Мама была старше отца на два года, выходила замуж в позднем по тем временам возрасте, в двадцать шесть лет, в семье говорили: потому и вышла. Дед считал: все их несчастья пошли от отца, а мама предана была ему всю жизнь, всю его горькую жизнь мыкалась с ним вместе.
Вспоминалась какая-то бестолковщина, но эта бестолковщина и стала теперь жизнью. Соседка, жена милиционера, намочила в ванной белье, а потом кричала, что мама ей подсыпала туда жевеля, чтобы ее простыни проело. Это был все тот же дедовский двухэтажный дом, где им оставили две маленькие угловые комнаты, в одной жил дед с бабушкой и последней, незамужней дочерью, в другой — они четверо. Дед лечил бесплатно всех жильцов, нынешних хозяев жизни, детей их, родственников. Все это принималось как должное. А он себя чувствовал временно, из милости оставленным здесь жить и даже уборную, ставшую теперь общей уборной, боялся занимать надолго.

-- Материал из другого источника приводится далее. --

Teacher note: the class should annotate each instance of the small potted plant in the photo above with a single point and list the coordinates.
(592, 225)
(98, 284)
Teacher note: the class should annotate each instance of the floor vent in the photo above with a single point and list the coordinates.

Жена милиционера внесла с собой барачные нравы, где не то что в белье, в суп могли подсыпать жевеля или серной кислотой запросто в глаза плеснуть. Она вынула простыню из ванной и мокрой этой простыней хлестнула маму по лицу. Заплакав, мама пожаловалась отцу, кому же еще могла она пожаловаться, если дед, что бы теперь ни случалось, говорил: терпите. И сникал день ото дня. Отец ничего не сказал, из комнаты не вышел. Но когда в обед приехал сам милиционер, въехал на сытом жеребце, в легких саночках, оставив распахнутыми ворота во двор, отец выскочил без шапки, как был. Из окна Саша видел, как отец спешно закрывал ворота, одну половину, другую. Говорили, он вспыльчив, да еще и контузия давала себя знать. Милиционер, тепло одетый, перепоясанный по животу широким ремнем, портупея — косо через грудь, вылез из санок, поправил револьвер на боку. Отец подошел, что-то сказал, одним ударом свалил с ног, на виду всего двора катал по снегу. Ночью за отцом пришли. Мама носила ему передачи, потом их выслали в Курган. Там Саша впервые услыхал слово «лишенец». Лишенцы — его отец и мама, их лишили права голоса, и было непонятно, как же лишили, если они разговаривают.